- Occupations: Film producer, journalist
- Years active: 2010–present
- Known for: Arrest by Turkish government
- Notable work: Human Flow
- Spouse: Murat Utku ​(m. 2004)​

= Çiğdem Mater =

Turkish film producer and journalist

Çiğdem Mater is a Turkish film producer and journalist. She was one of 13 civil society figures arrested in November 2018 by the Turkish government in connection to the crackdown against people and organisations connected to philanthropist Osman Kavala and the 2013 Gezi Park protests.

Mater acted as producer on Ai Weiwei's 2017 documentary Human Flow, as well as Turkish films Majority, Sivas and Toz Bezi.

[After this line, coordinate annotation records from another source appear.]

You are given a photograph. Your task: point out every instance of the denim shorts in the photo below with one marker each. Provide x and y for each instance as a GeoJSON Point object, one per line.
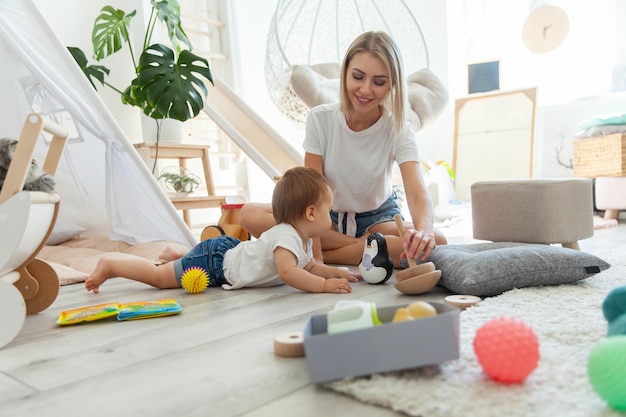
{"type": "Point", "coordinates": [208, 255]}
{"type": "Point", "coordinates": [367, 219]}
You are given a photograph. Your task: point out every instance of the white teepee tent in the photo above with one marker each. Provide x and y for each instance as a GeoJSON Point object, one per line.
{"type": "Point", "coordinates": [104, 185]}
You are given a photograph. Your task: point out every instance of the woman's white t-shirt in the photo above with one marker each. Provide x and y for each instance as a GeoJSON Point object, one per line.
{"type": "Point", "coordinates": [251, 263]}
{"type": "Point", "coordinates": [358, 165]}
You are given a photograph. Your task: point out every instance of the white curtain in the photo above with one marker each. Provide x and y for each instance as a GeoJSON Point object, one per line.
{"type": "Point", "coordinates": [104, 184]}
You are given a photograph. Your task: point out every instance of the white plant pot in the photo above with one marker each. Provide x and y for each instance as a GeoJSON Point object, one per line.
{"type": "Point", "coordinates": [172, 130]}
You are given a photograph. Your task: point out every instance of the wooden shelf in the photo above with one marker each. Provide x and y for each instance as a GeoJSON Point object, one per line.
{"type": "Point", "coordinates": [182, 152]}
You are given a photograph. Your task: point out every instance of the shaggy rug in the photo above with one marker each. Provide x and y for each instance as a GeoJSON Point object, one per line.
{"type": "Point", "coordinates": [568, 322]}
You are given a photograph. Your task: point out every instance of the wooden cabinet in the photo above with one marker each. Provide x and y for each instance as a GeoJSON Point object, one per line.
{"type": "Point", "coordinates": [183, 152]}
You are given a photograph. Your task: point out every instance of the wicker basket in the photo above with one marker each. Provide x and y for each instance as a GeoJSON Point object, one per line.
{"type": "Point", "coordinates": [603, 156]}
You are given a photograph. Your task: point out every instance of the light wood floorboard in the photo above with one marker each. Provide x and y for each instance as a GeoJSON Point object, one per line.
{"type": "Point", "coordinates": [215, 358]}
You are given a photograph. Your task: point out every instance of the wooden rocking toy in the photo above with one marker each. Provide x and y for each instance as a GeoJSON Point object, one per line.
{"type": "Point", "coordinates": [27, 285]}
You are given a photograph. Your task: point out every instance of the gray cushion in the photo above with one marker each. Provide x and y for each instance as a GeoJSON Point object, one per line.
{"type": "Point", "coordinates": [486, 269]}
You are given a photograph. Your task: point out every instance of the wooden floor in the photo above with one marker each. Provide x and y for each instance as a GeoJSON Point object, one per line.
{"type": "Point", "coordinates": [214, 359]}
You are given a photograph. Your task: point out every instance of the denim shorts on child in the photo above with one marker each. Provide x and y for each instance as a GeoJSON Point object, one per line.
{"type": "Point", "coordinates": [367, 219]}
{"type": "Point", "coordinates": [208, 255]}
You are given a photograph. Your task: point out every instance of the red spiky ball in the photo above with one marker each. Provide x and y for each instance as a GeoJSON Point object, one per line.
{"type": "Point", "coordinates": [507, 349]}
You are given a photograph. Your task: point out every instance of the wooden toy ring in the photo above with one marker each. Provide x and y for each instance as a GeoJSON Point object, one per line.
{"type": "Point", "coordinates": [39, 285]}
{"type": "Point", "coordinates": [462, 301]}
{"type": "Point", "coordinates": [289, 345]}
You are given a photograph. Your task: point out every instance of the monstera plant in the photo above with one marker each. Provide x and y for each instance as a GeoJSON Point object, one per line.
{"type": "Point", "coordinates": [170, 81]}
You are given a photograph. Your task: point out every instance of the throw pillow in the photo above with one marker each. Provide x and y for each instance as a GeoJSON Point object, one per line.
{"type": "Point", "coordinates": [487, 269]}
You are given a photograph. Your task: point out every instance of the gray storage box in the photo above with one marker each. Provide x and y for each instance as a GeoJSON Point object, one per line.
{"type": "Point", "coordinates": [387, 347]}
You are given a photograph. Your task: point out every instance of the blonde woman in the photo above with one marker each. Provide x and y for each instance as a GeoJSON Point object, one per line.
{"type": "Point", "coordinates": [355, 144]}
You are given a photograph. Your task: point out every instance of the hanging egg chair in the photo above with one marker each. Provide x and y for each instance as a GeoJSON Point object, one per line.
{"type": "Point", "coordinates": [317, 33]}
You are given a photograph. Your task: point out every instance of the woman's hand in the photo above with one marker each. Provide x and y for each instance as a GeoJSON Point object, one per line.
{"type": "Point", "coordinates": [418, 244]}
{"type": "Point", "coordinates": [347, 274]}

In November 2018, Mater was one of 13 civil society activists, most connected with the philanthropic organisation Anadolu Kultur, who were detained by police in connection to the investigation to jailed philanthropist Osman Kavala. Amnesty International's Andrew Gardner commented on the arrests that,

"This latest wave of detentions of academics and activists, on the basis of absurd allegations, shows that the authorities are intent on continuing their brutal crackdown of independent civil society".

The Turkish government alleges that those involved in the protests sought to overthrow the government of then Prime Minister, now President Recep Tayyip Erdoğan. Pro-government Turkish newspaper Daily Sabah reported that the activists had been arrested for "creating chaos with the ultimate intent to overthrow the government."

The Globe Post noted that Mater had acted as a 'consultant' to Anadolu Kultur.